For context, the original write-up and its four artifacts are still up, unchanged.
What actually changed
Last year's piece measured an iteration compound — a widening gap inside one capability tier. Every output was still a page. The differences were about how well each tool used the medium.
This is a different kind of jump. From a prompt of comparable length, the model didn't produce a better page. It produced a different category of artifact: a real-time 3D scene, interaction state that has to stay coherent as you move through it, a learning loop with a pass condition, and a small database of organisms each needing its own correct geometry. None of that is a styling decision. It's the difference between writing about a garden and handing someone one they can walk through.
The tell isn't the visual polish. It's that the model held several systems at once — the science, the 3D, the game state, the accessibility fallbacks — and kept them consistent without being told how they fit together.
What didn't change
The thing the original test was really about still holds. Both AI tools last year independently reached for the same garden metaphor — probiotics as seeds, prebiotics as fertiliser — because the underlying knowledge is shared. A model left to its own devices produces a competent average of what already exists.
What it doesn't supply is direction.
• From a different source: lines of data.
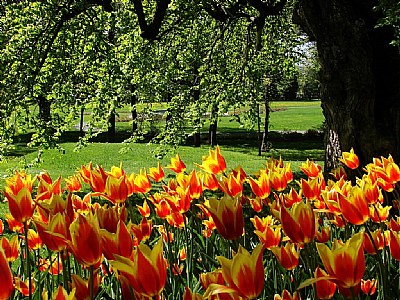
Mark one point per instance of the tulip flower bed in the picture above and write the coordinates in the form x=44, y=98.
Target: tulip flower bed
x=207, y=233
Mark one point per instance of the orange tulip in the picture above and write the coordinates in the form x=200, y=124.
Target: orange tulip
x=23, y=286
x=376, y=244
x=177, y=165
x=244, y=274
x=288, y=255
x=20, y=205
x=394, y=244
x=311, y=169
x=278, y=179
x=287, y=296
x=81, y=286
x=195, y=186
x=214, y=163
x=350, y=159
x=142, y=231
x=116, y=189
x=157, y=174
x=14, y=225
x=299, y=223
x=140, y=182
x=55, y=234
x=369, y=286
x=311, y=188
x=270, y=237
x=354, y=206
x=344, y=263
x=110, y=216
x=232, y=185
x=325, y=288
x=144, y=210
x=34, y=241
x=10, y=248
x=227, y=215
x=379, y=213
x=6, y=278
x=147, y=273
x=62, y=294
x=189, y=295
x=120, y=243
x=261, y=186
x=85, y=240
x=210, y=182
x=96, y=178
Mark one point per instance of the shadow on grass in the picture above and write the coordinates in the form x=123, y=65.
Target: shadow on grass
x=291, y=145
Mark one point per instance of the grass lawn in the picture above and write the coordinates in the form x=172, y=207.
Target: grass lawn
x=238, y=146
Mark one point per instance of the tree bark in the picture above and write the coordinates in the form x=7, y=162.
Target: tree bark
x=212, y=132
x=360, y=78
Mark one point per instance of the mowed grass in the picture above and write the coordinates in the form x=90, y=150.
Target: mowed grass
x=237, y=146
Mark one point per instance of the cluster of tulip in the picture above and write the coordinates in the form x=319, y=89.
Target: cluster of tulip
x=207, y=234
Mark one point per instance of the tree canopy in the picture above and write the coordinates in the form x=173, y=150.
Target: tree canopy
x=59, y=58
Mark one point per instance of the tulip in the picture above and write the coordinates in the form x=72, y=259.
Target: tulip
x=157, y=174
x=350, y=159
x=311, y=169
x=325, y=288
x=73, y=183
x=260, y=187
x=62, y=294
x=147, y=273
x=369, y=286
x=177, y=165
x=232, y=185
x=85, y=240
x=244, y=273
x=189, y=295
x=394, y=244
x=354, y=207
x=299, y=223
x=214, y=163
x=55, y=234
x=140, y=183
x=6, y=278
x=116, y=189
x=344, y=263
x=278, y=179
x=287, y=296
x=10, y=248
x=210, y=182
x=227, y=215
x=20, y=205
x=82, y=287
x=120, y=243
x=270, y=237
x=34, y=241
x=288, y=255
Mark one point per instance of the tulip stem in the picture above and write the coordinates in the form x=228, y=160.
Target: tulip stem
x=91, y=283
x=28, y=261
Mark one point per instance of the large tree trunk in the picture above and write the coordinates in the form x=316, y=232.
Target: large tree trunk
x=359, y=78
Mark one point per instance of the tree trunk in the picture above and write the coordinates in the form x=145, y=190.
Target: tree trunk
x=44, y=109
x=359, y=78
x=212, y=132
x=81, y=123
x=134, y=110
x=111, y=127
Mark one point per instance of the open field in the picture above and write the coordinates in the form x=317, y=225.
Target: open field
x=237, y=145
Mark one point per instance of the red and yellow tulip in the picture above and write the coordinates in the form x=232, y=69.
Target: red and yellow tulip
x=147, y=272
x=344, y=263
x=227, y=214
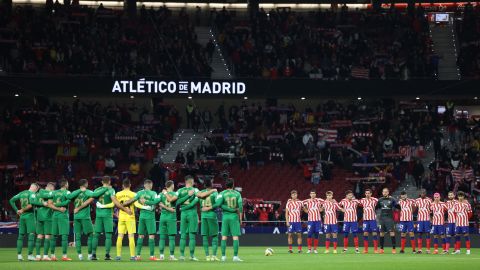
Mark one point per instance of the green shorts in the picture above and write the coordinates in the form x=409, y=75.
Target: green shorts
x=209, y=227
x=60, y=226
x=44, y=227
x=167, y=227
x=26, y=225
x=82, y=226
x=104, y=224
x=230, y=225
x=189, y=223
x=146, y=226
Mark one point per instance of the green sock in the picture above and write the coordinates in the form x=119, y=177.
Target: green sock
x=161, y=243
x=38, y=245
x=236, y=243
x=31, y=243
x=183, y=243
x=53, y=243
x=78, y=243
x=46, y=246
x=108, y=243
x=64, y=244
x=192, y=242
x=223, y=244
x=20, y=243
x=171, y=244
x=151, y=245
x=205, y=245
x=139, y=246
x=214, y=245
x=90, y=243
x=94, y=243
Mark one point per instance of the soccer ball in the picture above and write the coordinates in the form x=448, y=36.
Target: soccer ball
x=268, y=252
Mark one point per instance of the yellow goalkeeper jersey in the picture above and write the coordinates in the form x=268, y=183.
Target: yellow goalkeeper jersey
x=122, y=197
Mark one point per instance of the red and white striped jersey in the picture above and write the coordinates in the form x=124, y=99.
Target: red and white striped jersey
x=406, y=209
x=438, y=211
x=350, y=207
x=294, y=208
x=451, y=210
x=330, y=208
x=462, y=209
x=423, y=206
x=314, y=209
x=369, y=208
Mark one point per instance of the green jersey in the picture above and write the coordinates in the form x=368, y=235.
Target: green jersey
x=148, y=195
x=44, y=213
x=184, y=200
x=26, y=198
x=209, y=202
x=230, y=201
x=105, y=198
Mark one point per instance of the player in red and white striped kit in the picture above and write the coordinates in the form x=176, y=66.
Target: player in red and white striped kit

The brief above made specific calls: real microbes, true morphology, a quiz, a defined source of truth. Swap those for vaguer instructions and you get a vaguer artifact, however capable the model. The capability sits in the interaction — the model's range multiplied by the judgement of whoever is steering it. A stronger model raises the ceiling. It doesn't decide what to build.
What this doesn't prove
One artifact is an anecdote, not evidence — the same caveat as last time, and I'd rather state it than bury it. There's no sample size here, no controlled comparison against another current model, no claim that this is representative. The prompt is documented and the output is hosted unmodified, so you can inspect it and disagree.
What it is: a verifiable data point about what the floor looks like now. A year ago, the open question was how well a tool would use a page. The output above is asking a different question — and you can click through it yourself before deciding what you think.
Same rule as the original: one prompt, cold start, hosted as-built, no cleanup.